Says MacMillan, “My goal is to sell more cars and we're trying to get the message out that buyers need not go all the way to Tuscon to get a good price.”

Sales in the first month compared to that of the previous dealer. Sales in the second month were about 20% ahead.

Dealership numbers keep declining

One reason getting an auto dealership franchise is so tough these days is that fewer stores are around. The decline continues as large dealership consolidators scoop up stores and as some manufacturers try to trim their dealership ranks.

The net dealership count in 2001 fell by 350 — the largest drop since 1993, according to the NADA. The worst hit occurred in the 1990-92 recession, when dealerships declined by about 600 a year.

In the past 20 years, small-volume dealership points have been hit the most. In 1982, there were more than 10,000. Now, it's less than 3,500.

He's ready to buy an Olds store — then GM breaks the bad news

Just before General Motors Corp. put the Oldsmobile brand on death row, Wayne Carnahan and Tony Gage had come to terms for the former to buy out the latter's Gage Oldsmobile store on Woodward Avenue in trendy Ferndale, MI, a Detroit suburb.

Carnahan, the store's general manager, and Gage had started buy-sell discussions in 1998. The T's were crossed, the I's dotted and approved by the manufacturer on Dec. 8, 2000. Then, on Dec. 12, GM announced it was pulling the plug on Oldsmobile.

“You go into a little mini-shock,” recalls Mr. Carnahan of his reaction to Oldsmobile's death sentence vis-a-vis his impending plan to buy an Olds dealership. “How do you buy something that's destined to go out of business?”

Carnahan, who started selling cars in 1965, immediately entered into discussions with GM's dealer organization.
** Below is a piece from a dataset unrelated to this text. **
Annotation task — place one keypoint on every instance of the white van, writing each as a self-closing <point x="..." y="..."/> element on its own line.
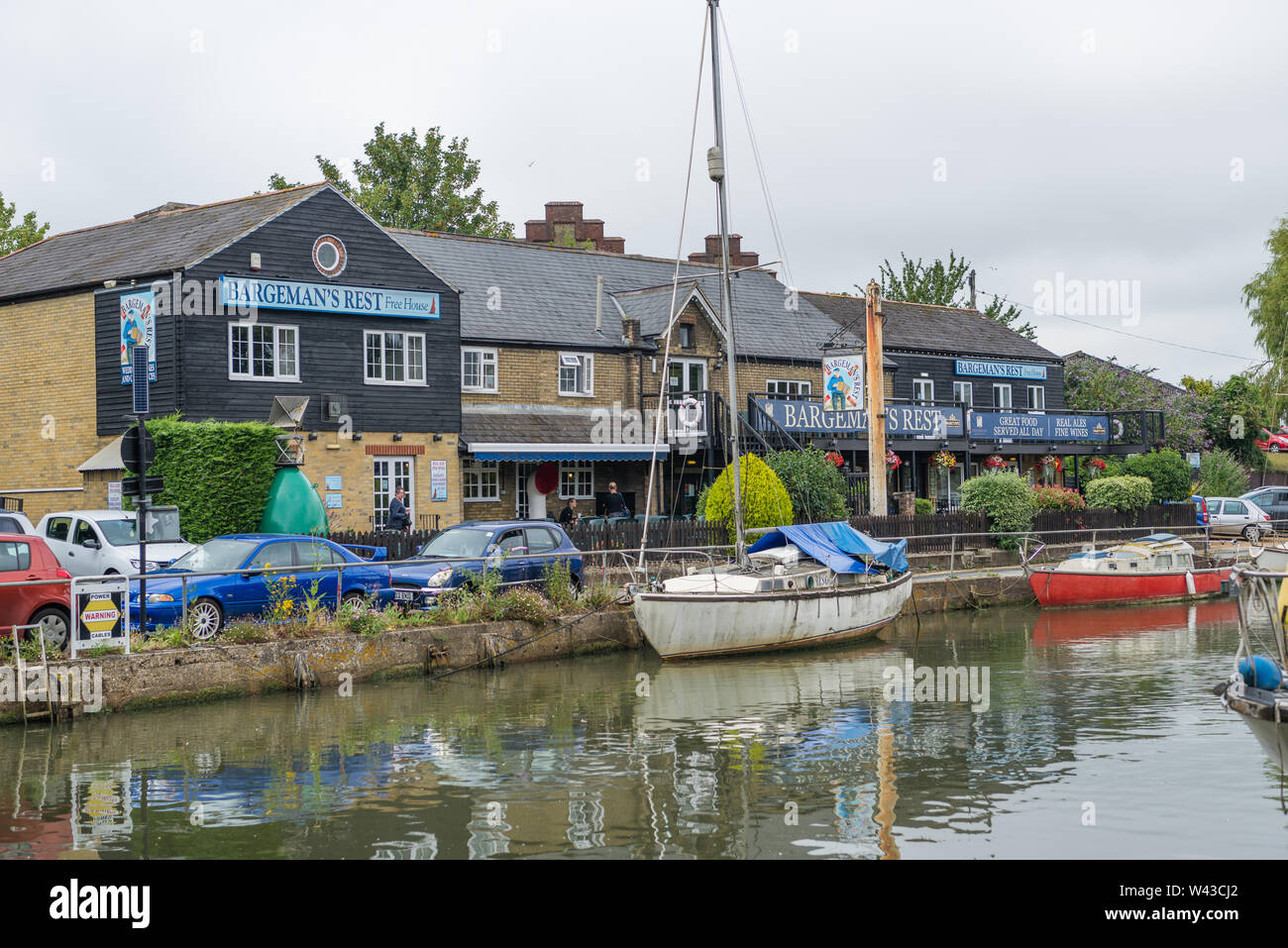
<point x="101" y="543"/>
“They said, ‘hold tight,’ there may be some opportunities coming,” says Carnahan, the new owner of a Chevrolet dealership in Ypsilanti, MI. “All of a sudden, this store came up. They offered it to me and here I am.”

GM had taken over the store, the struggling University Chevrolet, in January. GM offered it to Carnahan in the spring. He took possession in June. He's renamed it Carnahan Chevrolet.

“They were looking for a candidate,” says Carnahan. “I was the lucky one who got picked.”